I regret that the Great Reservoir I built to address future drought issues was overtopped by the radioactive runoff of the Cycle 7 Badtide which killed all our crops and forests and led to the Second Great Famine of Cycle 8.

I do feel I must point out, purely for the sake of fairness, that this led to meaningful reforms and an attempt to prevent recurrences of this issue. The flood and famine prompted construction of the Badtide Diversion Runoff Channel so that never again would our drinking water and arable farmland be inundated by radioactive floodwaters.

However, the fact that the Great Badtide Diversion Runoff Channel did not have enough capacity to channel all the runoff into the river was regrettable. As was the backwash of radioactive waste that flooded the Industrial Canyon District as well as most of our farmland (again). I have heard your stories and felt your pain over this incident. But all this was also completely unforeseeable, and I am comforted by the fact that nobody could have prevented this disaster.

I do apologize for the fact that Slatsville’s network for roads and bridges (the envy of the world) is such a finely-tuned and efficient system that I could not shut down the flooded roads in the affected districts and build detours to job sites and resource depots. I regret that so many beavers had to commute daily through the Unforeseeable Badwater Disaster Memorial Lake for multiple cycles until they succumbed to the effects of contamination.

With the benefit of hindsight, I can see how expanding working hours to 18 hours a day to deal with our sudden labor shortage increased the strain of an already challenging and upsetting situation. In my defense, I assumed workers would deal with issues like thirst and hunger as they arose and the fact some staff began expiring outside their places of work feels like an outcome where responsibility must be shared.

While I think we can all agree that the Slatsville Zipline Network revolutionized transit in our city, I acknowledge that ziplines were not the appropriate solution for the obstructions caused by the Unforeseeable Badwater Disaster Memorial Lake. Bottlenecking the economy of Slatsville around the procurement of advanced materials to complete the Slatsville Zipline Network was not a net positive at that juncture. I recognize that had those resources been more effectively deployed, we might have been able to produce treatment for victims of the Unforeseeable Badwater Disaster.

We can take a great deal of pride in how we rallied as a community in the face of these tragedies and bounced back with a bigger and more productive Slatsville than ever. But here I have to put my hand up and say that it was probably premature to focus so exclusively on building the Great Slatsville Social Housing Ziggurat (boasting the latest amenities like gravity battery-powered carousels for kits of all ages).
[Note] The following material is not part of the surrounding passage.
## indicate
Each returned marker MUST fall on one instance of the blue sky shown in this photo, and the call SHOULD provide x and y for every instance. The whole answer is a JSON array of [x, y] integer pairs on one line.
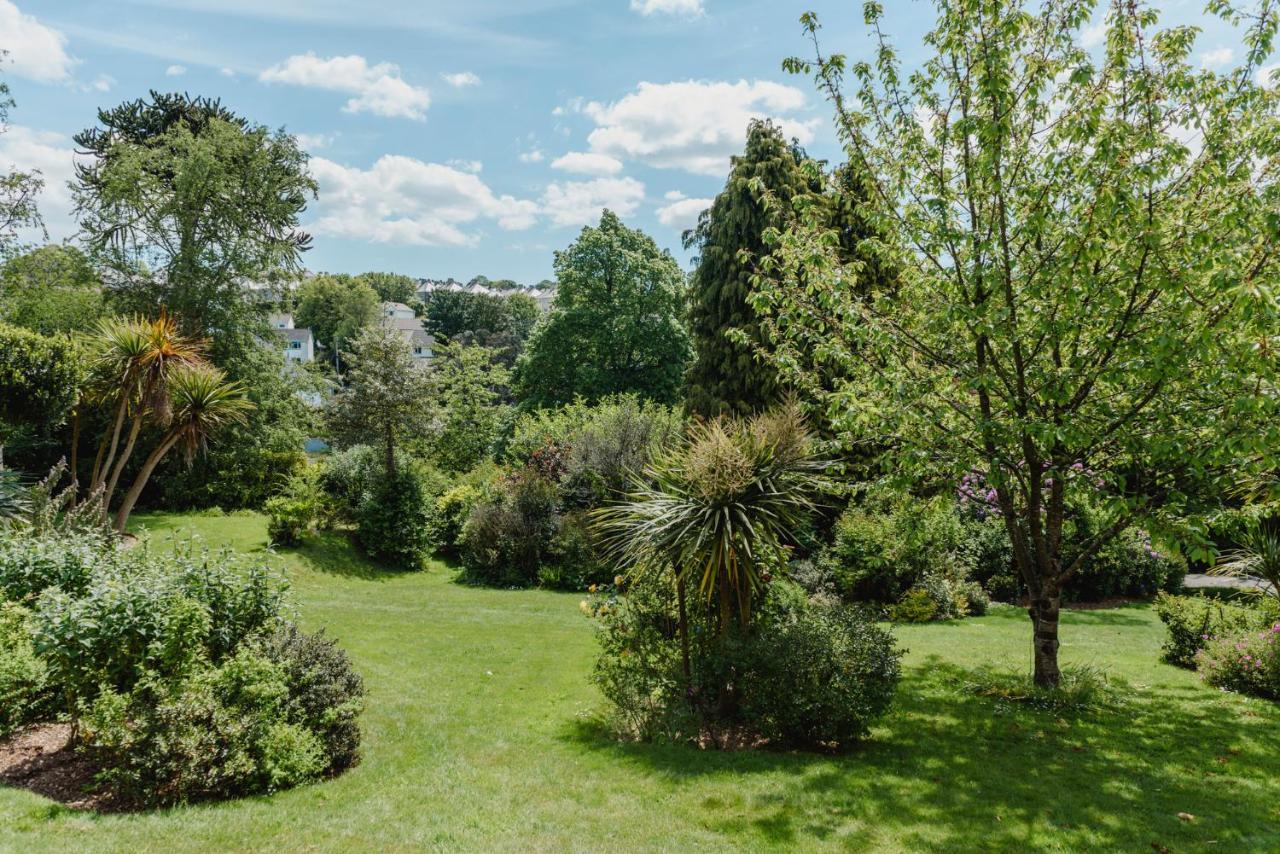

While I think we can all agree the Social Housing Ziggurat was a huge success, I admit that its runaway success and desirability created a population boom that overwhelmed our food supply network and led to the Population Correction of Cycle 11.

That said, it is unfair and insensitive both to me and experiencers of the Population Correction to call the Social Housing Ziggurat “Zacny’s Corpse Warehouse”. In the future, please refer to it and its neighborhood by their new name: ZoHo.

I trust this message has cleared the air between us. We’ve come through a lot together these last many cycles, and we’re still here. Because we’re Slatsville Strong.